BEX2 Suppresses Mitochondrial Activity and Is Required for Dormant Cancer Stem Cell Maintenance in Intrahepatic Cholangiocarcinoma

Abstract

Cancer stem cells (CSCs) define a subpopulation of cancer cells that are resistant to therapy. However, little is known of how CSC characteristics are regulated. We previously showed that dormant cancer stem cells are enriched with a CD274low fraction of cholangiocarcinoma cells. Here we found that BEX2 was highly expressed in CD274low cells, and that BEX2 knockdown decreased the tumorigenicity and G0 phase of cholangiocarcinoma cells. BEX2 was found to be expressed predominantly in G0 phase and starvation induced the USF2 transcriptional factor, which induced BEX2 transcription.
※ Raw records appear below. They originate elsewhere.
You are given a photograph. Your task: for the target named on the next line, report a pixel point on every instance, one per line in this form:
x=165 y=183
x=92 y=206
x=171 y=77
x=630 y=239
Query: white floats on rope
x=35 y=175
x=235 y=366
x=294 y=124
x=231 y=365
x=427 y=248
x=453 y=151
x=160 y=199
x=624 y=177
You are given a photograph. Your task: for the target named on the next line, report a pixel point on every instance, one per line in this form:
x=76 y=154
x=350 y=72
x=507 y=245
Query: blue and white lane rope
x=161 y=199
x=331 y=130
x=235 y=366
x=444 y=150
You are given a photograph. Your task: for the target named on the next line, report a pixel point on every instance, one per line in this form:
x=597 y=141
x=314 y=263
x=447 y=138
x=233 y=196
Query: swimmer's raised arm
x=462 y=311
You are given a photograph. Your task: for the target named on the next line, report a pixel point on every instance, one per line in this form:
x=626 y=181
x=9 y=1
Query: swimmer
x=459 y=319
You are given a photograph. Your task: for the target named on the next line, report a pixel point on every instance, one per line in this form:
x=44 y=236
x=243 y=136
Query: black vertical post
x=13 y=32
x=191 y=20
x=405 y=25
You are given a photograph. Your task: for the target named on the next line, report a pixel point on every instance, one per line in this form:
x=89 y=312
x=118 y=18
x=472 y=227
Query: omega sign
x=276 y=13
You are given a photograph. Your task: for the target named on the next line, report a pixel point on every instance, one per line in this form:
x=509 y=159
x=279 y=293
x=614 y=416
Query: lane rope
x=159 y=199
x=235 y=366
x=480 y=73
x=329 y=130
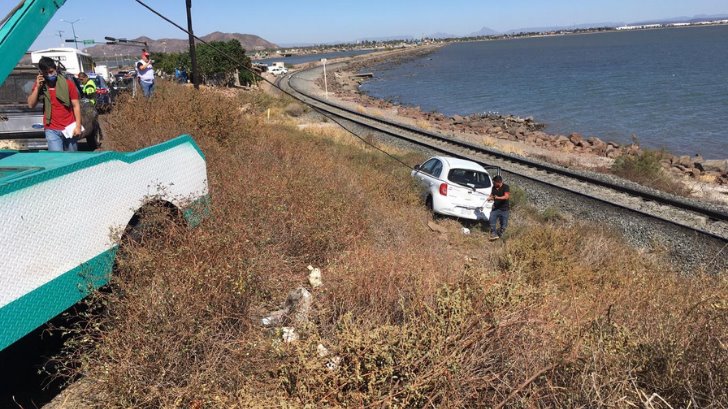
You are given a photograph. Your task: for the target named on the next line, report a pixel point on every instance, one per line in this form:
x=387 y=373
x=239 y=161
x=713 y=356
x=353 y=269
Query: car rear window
x=468 y=177
x=16 y=88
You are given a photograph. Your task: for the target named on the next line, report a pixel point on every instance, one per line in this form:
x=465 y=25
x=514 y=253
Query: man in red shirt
x=61 y=108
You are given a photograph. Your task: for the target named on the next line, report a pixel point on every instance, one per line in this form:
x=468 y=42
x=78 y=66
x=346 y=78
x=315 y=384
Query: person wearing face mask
x=61 y=108
x=145 y=74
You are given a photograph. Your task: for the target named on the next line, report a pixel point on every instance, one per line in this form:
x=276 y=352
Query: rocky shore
x=706 y=179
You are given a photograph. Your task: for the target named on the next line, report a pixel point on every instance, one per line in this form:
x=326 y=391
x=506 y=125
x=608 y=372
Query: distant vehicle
x=103 y=93
x=123 y=81
x=103 y=71
x=455 y=187
x=73 y=60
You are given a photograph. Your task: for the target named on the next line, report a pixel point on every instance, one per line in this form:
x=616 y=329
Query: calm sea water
x=668 y=87
x=300 y=59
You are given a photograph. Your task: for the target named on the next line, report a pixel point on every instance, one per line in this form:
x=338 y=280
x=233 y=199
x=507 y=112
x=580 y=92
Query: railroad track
x=695 y=221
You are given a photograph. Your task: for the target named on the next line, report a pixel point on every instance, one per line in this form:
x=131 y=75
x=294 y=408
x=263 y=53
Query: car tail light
x=443 y=189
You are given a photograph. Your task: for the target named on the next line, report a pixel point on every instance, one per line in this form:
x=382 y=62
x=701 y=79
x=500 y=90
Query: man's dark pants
x=494 y=216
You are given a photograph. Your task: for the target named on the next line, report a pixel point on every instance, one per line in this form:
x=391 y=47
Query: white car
x=455 y=187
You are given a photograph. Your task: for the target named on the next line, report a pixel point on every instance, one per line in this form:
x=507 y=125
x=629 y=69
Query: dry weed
x=552 y=317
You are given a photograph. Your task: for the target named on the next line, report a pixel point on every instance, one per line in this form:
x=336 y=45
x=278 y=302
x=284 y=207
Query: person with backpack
x=88 y=87
x=61 y=109
x=145 y=74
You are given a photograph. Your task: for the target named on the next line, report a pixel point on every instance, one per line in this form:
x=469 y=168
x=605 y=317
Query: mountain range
x=248 y=41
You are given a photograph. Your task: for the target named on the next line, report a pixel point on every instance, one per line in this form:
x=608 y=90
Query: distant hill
x=249 y=42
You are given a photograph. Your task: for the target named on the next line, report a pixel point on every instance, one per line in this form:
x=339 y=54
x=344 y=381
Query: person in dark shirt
x=500 y=196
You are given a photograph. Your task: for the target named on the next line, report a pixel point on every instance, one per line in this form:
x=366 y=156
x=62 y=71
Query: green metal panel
x=42 y=304
x=62 y=163
x=21 y=30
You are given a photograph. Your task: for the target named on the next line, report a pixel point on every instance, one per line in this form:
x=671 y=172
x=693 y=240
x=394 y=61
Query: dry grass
x=553 y=316
x=645 y=168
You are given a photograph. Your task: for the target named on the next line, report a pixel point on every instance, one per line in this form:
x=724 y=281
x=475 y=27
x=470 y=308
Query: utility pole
x=193 y=55
x=326 y=83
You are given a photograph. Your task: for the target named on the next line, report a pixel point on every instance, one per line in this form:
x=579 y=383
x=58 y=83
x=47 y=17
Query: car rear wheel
x=431 y=208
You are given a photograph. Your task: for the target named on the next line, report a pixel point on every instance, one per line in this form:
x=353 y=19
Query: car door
x=424 y=174
x=468 y=189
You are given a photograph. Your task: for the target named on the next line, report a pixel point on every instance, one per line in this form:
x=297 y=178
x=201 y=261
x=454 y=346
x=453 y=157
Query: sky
x=328 y=21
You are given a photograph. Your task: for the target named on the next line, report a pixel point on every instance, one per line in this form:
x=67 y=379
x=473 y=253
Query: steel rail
x=645 y=195
x=354 y=116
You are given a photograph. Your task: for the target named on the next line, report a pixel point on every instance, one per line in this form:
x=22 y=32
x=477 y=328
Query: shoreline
x=706 y=179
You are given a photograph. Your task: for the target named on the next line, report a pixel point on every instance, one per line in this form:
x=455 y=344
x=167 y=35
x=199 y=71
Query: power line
x=237 y=62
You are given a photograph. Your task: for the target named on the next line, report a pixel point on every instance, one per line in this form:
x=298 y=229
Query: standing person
x=61 y=108
x=88 y=87
x=145 y=73
x=500 y=196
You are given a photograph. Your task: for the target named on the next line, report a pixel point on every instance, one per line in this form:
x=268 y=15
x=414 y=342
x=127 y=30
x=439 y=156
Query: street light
x=75 y=39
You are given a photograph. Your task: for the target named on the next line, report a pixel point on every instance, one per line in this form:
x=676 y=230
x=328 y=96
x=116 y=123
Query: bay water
x=668 y=87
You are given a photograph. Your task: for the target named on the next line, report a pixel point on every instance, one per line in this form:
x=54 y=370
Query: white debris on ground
x=314 y=277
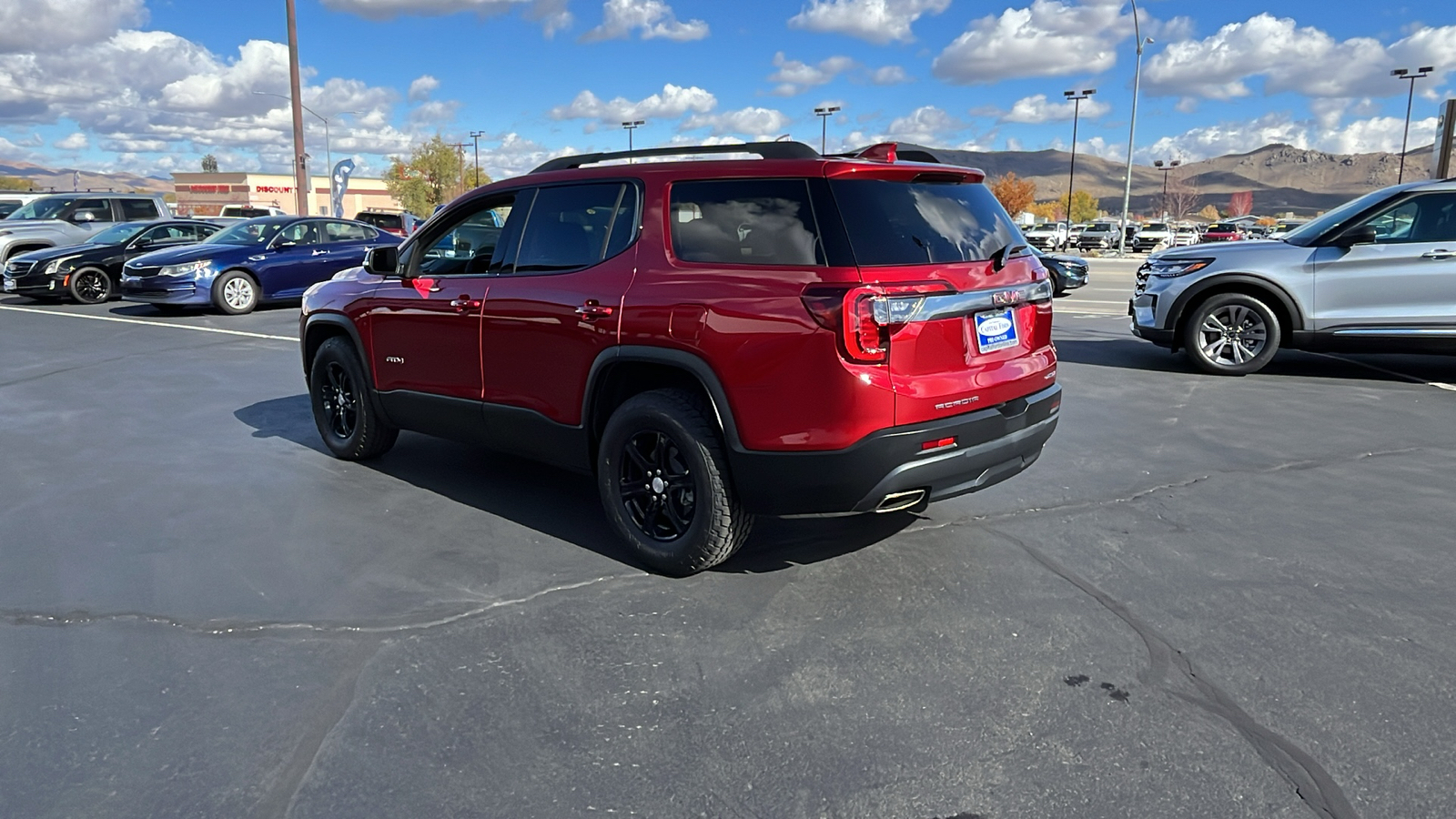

Comprehensive screening of BEX2 binding proteins identified E3 ubiquitin ligase complex proteins, FEM1B and CUL2, and a mitochondrial protein TUFM, and further demonstrated that knockdown of BEX2 or TUFM increased mitochondria-related oxygen consumption and decreased tumorigenicity in cholangiocarcinoma cells. These results suggest that BEX2 is essential for maintaining dormant cancer stem cells through the suppression of mitochondrial activity in cholangiocarcinoma. Funding Statement: This research was supported in part by the Biomedical Research Core of Tohoku University Graduate School of Medicine. This research was supported in part by JSPS KAKENHI grant numbers JP: 19K08430, 17K10716, and 16K07132, and Practical Research for Innovative Cancer Control from AMED by grant number JP17ck0106197, The Cooperative Research Project Program of Joint Usage/Research Center at The Institute of Development, Aging and Cancer, Tohoku University, and Takeda Medical Foundation. Declaration of Interests: There are no financial conflicts of interest. Ethics Approval Statement: This study was conducted according to the principles expressed in the Declaration of Helsinki and was approved by the Ethics Committees at Miyagi Cancer Center (Natori, Japan) and Tohoku University Graduate School of Medicine (Sendai, Japan). The protocol of animal experiments was approved by the Miyagi Cancer Center Animal Care and Use Committee (permit number: MCC-AE-2019-8).